Get a function pickleable for using in Differential Evolution workers = -1

Question

#I EDITED MY ORIGINAL POST in order to put a simpler example. I use differential evolution (DE) of Scipy to optimize certain parameters. I would like to use all the PC processors in this task and I try to use the option "workers=-1"

The codition asked is that the function called by DE must be pickleable.

If I run the example in https://docs.scipy.org/doc/scipy/reference/generated/scipy.optimize.differential_evolution.html#scipy.optimize.differential_evolution, the optimisation works.

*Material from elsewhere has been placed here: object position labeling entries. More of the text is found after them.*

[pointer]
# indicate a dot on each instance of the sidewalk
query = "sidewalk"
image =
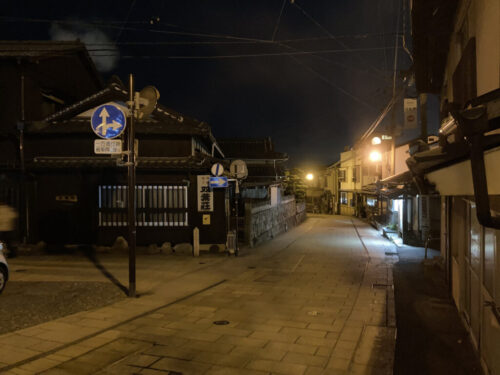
(431, 337)
(312, 301)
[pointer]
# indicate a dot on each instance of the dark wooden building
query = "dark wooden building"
(77, 197)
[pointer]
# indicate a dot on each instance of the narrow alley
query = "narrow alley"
(316, 300)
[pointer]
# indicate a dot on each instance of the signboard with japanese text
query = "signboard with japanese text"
(107, 146)
(218, 182)
(410, 106)
(205, 194)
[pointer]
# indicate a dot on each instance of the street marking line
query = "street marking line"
(55, 350)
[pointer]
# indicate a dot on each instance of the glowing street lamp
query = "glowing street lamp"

from scipy.optimize import rosen, differential_evolution
import pickle
import dill

bounds = [(0,2), (0, 2)]
result = differential_evolution(rosen, bounds, updating='deferred',workers=-1)
result.x, result.fun
(array([1., 1.]), 0.0)

But if I define a custom function 'Ros_custom', the optimisation crashes (doesn't give a result)

def Ros_custom(X):
    x = X[0]
    y = X[1]
    a = 1. - x
    b = y - x*x
    return a*a + b*b*100

result = differential_evolution(Ros_custom, bounds, updating='deferred',workers=-1)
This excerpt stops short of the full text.